I have two dataframe.
One is vcf. Its content is : **
head(vcf)
X.CHROM POS ID CHROM_POS
1 chr1 100000421 rs1047982323 chr1_100000421
2 chr1 100000827 rs1375386196 chr1_100000827
3 chr1 100001753 rs866745787 chr1_100001753
4 chr1 100001904 rs1416462966 chr1_100001904
5 chr1 100002334 rs1220478954 chr1_100002334
6 chr1 100002490 rs181634796 chr1_100002490**
and the other is mashr. Its content is:
head(mashr)
RSID1 RSID2_
1 chr1_169894240 chr1_169894240
2 chr1_169894240 chr1_169891332
3 chr1_169891332 chr1_169891332
4 chr1_169661963 chr1_169661963
5 chr1_169661963 chr1_169697456
6 chr1_169697456 chr1_169697456
I want to count the number of matches between these two dataframe in terms of chr_pos. and number of chr_pos in vcf dataframe missed in mash.
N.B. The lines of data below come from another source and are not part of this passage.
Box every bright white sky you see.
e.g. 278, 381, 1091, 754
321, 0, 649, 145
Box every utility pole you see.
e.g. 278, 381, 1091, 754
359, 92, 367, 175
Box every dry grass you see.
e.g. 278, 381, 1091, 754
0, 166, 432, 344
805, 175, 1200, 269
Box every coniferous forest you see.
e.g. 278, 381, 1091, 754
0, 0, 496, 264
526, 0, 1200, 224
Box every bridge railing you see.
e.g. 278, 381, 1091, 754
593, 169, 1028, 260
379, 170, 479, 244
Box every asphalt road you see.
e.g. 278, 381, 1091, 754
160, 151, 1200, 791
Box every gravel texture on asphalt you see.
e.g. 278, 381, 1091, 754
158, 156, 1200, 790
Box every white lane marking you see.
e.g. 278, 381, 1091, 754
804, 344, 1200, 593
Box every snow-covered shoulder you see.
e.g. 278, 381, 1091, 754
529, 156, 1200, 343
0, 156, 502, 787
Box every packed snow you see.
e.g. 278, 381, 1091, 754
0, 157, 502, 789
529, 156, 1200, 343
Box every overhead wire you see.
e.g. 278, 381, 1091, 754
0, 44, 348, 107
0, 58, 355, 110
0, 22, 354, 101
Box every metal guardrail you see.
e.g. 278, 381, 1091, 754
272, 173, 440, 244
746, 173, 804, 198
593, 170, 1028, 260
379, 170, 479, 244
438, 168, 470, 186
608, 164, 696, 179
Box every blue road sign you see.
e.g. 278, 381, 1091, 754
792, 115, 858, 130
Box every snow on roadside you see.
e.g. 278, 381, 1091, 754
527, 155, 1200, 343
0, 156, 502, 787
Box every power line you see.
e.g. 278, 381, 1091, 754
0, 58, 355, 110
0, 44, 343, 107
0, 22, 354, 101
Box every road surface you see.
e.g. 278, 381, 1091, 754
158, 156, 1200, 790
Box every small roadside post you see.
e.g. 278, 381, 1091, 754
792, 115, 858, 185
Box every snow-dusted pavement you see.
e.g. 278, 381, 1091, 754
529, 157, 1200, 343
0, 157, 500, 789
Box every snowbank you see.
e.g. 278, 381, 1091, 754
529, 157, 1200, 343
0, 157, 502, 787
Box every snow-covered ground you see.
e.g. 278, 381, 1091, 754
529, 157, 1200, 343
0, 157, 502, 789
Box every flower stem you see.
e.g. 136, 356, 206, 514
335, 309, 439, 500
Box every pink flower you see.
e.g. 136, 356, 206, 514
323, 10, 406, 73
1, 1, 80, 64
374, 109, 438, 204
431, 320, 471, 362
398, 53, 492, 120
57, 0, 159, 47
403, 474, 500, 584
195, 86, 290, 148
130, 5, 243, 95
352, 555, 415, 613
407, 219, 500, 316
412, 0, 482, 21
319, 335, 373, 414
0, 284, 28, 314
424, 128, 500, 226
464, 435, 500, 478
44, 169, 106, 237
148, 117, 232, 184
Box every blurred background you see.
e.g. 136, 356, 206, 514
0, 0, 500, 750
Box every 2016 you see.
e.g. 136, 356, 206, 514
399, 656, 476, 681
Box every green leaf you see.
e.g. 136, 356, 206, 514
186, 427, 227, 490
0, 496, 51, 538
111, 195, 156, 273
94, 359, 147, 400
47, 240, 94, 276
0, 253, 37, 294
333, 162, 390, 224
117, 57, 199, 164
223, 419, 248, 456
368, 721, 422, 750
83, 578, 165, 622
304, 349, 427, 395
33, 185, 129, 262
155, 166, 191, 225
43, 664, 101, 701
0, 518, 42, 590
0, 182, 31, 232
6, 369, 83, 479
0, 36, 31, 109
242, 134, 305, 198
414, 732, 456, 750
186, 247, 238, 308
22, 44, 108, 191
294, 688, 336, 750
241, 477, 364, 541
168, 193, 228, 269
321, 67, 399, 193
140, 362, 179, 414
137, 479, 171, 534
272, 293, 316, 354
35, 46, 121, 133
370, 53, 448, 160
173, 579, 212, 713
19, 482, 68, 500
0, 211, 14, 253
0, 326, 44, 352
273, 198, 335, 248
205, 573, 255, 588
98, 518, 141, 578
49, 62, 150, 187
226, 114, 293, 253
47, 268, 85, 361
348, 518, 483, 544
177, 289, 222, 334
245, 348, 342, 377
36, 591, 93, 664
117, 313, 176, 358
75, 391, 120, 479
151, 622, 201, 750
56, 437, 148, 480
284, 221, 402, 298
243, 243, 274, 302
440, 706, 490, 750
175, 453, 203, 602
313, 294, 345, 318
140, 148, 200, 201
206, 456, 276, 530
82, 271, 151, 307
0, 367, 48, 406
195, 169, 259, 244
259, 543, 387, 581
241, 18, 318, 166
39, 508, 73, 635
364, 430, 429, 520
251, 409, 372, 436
I wrote this command:
which(vcf$CHROM_POS == mashr$RSID1)
but its showing error: the error:
integer(0)
Warning message:
In vcf$CHROM_POS == mashr$RSID1 :
longer object length is not a multiple of shorter object length
I know that this error is related to the fact that the length is varying.
Can anyone tell me how to do this.
I want to find the number of similar chrom_pos
between the two dataframe and chrom_pos
missed between the two dataframe
Use
merge
or dplyr's join functions. Google should get you started on basic tutorials for these.